We had some battery powered tea lights kicking around, which seemed about right, but how to get one to shine through the hole? My first thought was to make a tall stand for the light with the 3d printer. However, that turned out to be just slightly bigger than the largest dimension my printer could handle, so I had to rethink the design. What I settled on was a holder for the tea light with a little clip on the front so that it could hang on the edge of the hole. It's ultimately a better design, since it uses far less material than the freestanding approach would have.



Turn it on, and you get the warm flickering glow of a far-off nova shining on a bunch of plaster figures.


So merry cookie season, everyone!

Sunday, October 25, 2015

Art Deco Switch Plate

Every since we moved into this house, over a decade ago, we've had the dull old plastic switch plate which was here before us. With the 3d printer, we can't very well have that, now, can we? However, unlike the Doors of Durin in the dining room, certain persons I'm married to wanted something better fitting the age of the house (constructed in 1930). I dug up some art deco designs and went through the usual process to turn that into a 3d shape, then superimposed that on a two-gang switch plate design.



The material for this one was a very different color, but I was lucky to find a can of spray paint in almost the exact same color we'd painted the wall when we moved in. To get the gold on the raised portion, I put a thin layer of gold paint on a piece of foil and pressed the switch plate against it, getting gold on the raised portion. I think it came out pretty well, looking a bit aged but matching the room's gold-and-red color scheme.


Tuesday, October 20, 2015

Monster Tokens

For anyone interested, I've posted files for basic monster tokens for Castle Panic. Not much in themselves, but they can be combined with monster shapes for DIY miniatures.

Friday, October 2, 2015

Monsters, Monsters

We don't (yet) have a true long-term solution to the wear and tear we put on our Castle Panic monster tokens, but I've got a possible one. The Wizard's Tower expansion introduced the idea of placeholder tokens. The big monsters get triangle tokens to be put in the bag with the others for random drawing, and when they're selected, they're replaced on the board by the real tokens, which are other shapes (pentagons for the 5-point dragon and chimera, for example).

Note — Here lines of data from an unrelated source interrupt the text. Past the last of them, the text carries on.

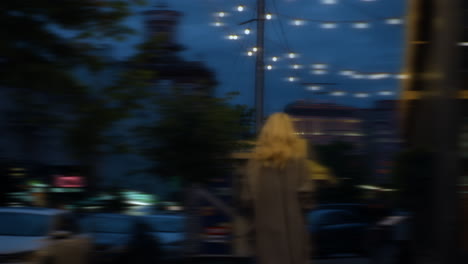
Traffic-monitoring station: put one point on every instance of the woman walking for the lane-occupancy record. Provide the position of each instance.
(278, 189)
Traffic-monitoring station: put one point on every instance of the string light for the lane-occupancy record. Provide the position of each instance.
(361, 95)
(346, 72)
(221, 14)
(319, 66)
(298, 22)
(357, 76)
(338, 93)
(361, 25)
(233, 37)
(385, 93)
(329, 25)
(292, 55)
(329, 2)
(394, 21)
(296, 66)
(402, 76)
(319, 72)
(314, 88)
(378, 76)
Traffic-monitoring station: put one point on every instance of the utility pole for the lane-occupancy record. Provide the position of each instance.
(260, 65)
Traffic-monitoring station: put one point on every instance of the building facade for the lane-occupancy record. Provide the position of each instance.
(383, 141)
(324, 123)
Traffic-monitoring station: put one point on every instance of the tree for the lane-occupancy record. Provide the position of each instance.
(46, 40)
(194, 136)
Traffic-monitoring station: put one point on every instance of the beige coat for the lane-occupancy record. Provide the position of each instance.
(278, 198)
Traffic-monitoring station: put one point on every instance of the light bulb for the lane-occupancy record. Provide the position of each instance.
(338, 93)
(329, 25)
(347, 72)
(361, 25)
(314, 88)
(319, 72)
(394, 21)
(319, 66)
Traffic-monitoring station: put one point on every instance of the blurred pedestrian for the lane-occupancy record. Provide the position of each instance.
(278, 189)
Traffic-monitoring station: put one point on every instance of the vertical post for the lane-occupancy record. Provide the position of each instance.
(260, 65)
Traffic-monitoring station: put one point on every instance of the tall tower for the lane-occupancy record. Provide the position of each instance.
(162, 22)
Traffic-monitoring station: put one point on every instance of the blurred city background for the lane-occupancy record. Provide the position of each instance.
(125, 124)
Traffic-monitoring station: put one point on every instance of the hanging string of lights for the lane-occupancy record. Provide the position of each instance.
(296, 69)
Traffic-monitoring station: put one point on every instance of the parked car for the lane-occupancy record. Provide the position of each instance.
(169, 230)
(337, 231)
(41, 235)
(111, 235)
(389, 238)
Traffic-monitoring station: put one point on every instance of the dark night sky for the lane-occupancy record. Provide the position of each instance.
(372, 50)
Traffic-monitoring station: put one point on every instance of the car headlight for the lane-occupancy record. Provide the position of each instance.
(18, 257)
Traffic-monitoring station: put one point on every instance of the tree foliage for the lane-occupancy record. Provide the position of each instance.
(194, 136)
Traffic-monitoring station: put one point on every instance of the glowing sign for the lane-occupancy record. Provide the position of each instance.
(62, 181)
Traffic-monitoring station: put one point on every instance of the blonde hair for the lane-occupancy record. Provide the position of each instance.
(278, 142)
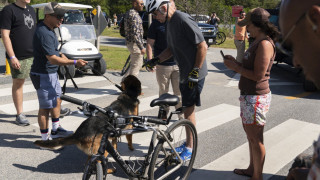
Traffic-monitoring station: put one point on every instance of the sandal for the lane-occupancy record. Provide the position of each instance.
(241, 172)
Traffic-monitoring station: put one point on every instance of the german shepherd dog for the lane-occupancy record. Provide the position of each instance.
(88, 135)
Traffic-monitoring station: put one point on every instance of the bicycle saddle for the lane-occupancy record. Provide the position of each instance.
(165, 99)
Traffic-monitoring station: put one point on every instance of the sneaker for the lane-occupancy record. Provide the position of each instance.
(186, 155)
(21, 120)
(44, 148)
(56, 149)
(64, 112)
(180, 148)
(60, 132)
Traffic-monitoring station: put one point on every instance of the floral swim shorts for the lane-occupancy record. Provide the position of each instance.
(253, 108)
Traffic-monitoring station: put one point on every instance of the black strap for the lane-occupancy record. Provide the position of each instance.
(65, 80)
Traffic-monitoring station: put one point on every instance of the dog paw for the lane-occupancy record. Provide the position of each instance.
(131, 148)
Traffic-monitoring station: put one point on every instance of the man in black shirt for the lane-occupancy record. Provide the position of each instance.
(17, 28)
(44, 71)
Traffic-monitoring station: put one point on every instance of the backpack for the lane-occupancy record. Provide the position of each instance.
(121, 26)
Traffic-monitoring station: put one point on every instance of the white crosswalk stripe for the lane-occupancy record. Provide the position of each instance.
(280, 140)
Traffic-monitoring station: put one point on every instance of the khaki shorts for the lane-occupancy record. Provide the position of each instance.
(24, 71)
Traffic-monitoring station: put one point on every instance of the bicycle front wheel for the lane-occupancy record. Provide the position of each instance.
(164, 163)
(93, 171)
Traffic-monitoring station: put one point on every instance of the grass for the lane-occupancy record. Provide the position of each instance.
(115, 57)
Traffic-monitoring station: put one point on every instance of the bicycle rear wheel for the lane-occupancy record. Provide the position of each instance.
(93, 171)
(164, 163)
(126, 66)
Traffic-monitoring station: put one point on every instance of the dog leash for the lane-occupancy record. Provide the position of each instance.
(117, 85)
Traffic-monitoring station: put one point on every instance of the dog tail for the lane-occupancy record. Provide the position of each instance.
(58, 143)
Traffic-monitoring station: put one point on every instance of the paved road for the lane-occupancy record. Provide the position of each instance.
(292, 126)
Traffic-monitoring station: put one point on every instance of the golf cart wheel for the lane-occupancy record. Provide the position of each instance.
(100, 66)
(62, 71)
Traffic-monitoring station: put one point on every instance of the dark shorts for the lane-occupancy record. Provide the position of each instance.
(189, 96)
(48, 89)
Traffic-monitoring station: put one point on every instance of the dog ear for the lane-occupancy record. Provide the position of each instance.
(132, 86)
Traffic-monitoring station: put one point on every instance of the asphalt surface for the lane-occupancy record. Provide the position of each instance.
(294, 117)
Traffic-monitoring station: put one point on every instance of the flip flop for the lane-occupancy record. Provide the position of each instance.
(241, 172)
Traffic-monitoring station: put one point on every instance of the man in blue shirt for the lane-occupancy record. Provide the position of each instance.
(44, 71)
(168, 70)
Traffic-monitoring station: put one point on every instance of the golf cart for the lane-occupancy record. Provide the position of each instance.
(77, 38)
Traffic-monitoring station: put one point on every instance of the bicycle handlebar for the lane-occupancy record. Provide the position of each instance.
(119, 120)
(82, 103)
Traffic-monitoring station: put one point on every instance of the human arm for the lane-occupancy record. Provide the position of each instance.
(137, 29)
(201, 54)
(5, 34)
(263, 55)
(150, 43)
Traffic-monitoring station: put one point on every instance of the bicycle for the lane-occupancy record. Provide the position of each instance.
(162, 161)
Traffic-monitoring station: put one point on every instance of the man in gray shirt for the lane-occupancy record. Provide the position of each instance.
(188, 47)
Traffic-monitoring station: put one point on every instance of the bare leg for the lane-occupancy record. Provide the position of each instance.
(17, 94)
(191, 116)
(255, 138)
(43, 118)
(55, 112)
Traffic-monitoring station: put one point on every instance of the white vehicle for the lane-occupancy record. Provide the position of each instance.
(77, 38)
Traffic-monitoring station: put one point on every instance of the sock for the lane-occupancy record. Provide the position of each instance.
(44, 134)
(189, 149)
(55, 124)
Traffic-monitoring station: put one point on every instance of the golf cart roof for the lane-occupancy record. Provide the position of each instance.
(65, 6)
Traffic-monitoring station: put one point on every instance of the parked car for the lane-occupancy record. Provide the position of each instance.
(210, 32)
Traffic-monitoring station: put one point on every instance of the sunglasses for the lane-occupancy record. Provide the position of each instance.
(281, 45)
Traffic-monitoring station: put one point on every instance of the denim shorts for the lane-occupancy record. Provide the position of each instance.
(189, 96)
(48, 89)
(24, 71)
(253, 108)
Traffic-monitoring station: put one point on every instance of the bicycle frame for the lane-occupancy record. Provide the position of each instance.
(105, 145)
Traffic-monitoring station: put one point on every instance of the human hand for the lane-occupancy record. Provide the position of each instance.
(81, 63)
(143, 51)
(151, 63)
(193, 78)
(230, 62)
(15, 64)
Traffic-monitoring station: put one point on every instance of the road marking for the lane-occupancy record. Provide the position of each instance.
(235, 81)
(281, 147)
(298, 96)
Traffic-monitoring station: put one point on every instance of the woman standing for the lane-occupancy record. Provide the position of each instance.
(255, 95)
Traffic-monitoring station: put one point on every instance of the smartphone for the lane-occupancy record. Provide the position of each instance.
(222, 54)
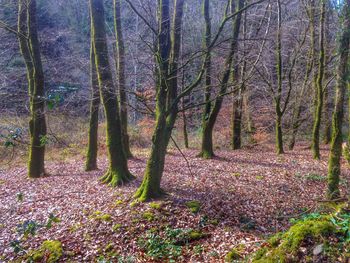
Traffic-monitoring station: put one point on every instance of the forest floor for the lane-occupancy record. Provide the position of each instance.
(244, 196)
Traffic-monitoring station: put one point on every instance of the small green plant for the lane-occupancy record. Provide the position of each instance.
(20, 197)
(119, 202)
(346, 152)
(168, 246)
(233, 255)
(155, 205)
(116, 227)
(149, 216)
(99, 216)
(194, 206)
(315, 177)
(51, 251)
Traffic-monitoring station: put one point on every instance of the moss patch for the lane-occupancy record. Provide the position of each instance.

So, then, with a little 3d printing, I can extend the idea to just about all the monsters. I worked up a basic token-shaped template, made versions with different sets of numbers (every range from just 1 up to 1-4), and started to combine them with various monster models downloaded from Thingiverse. Some of the monsters I've found are big enough to cause problems with my underpowered computer, but there are a bunch of miniatures games which provide very useful critters.

Here, for example, is an ogre:


And here's a troll:


The nifty thing about the troll is that a fire token fits on his axe:


I've only done a few so far (troll, ogre, and goblin cavalry), but eventually, I can probably get enough to replace all of the monsters.


Sunday, September 20, 2015

Have I Mentioned We Play A Lot Of Castle Panic?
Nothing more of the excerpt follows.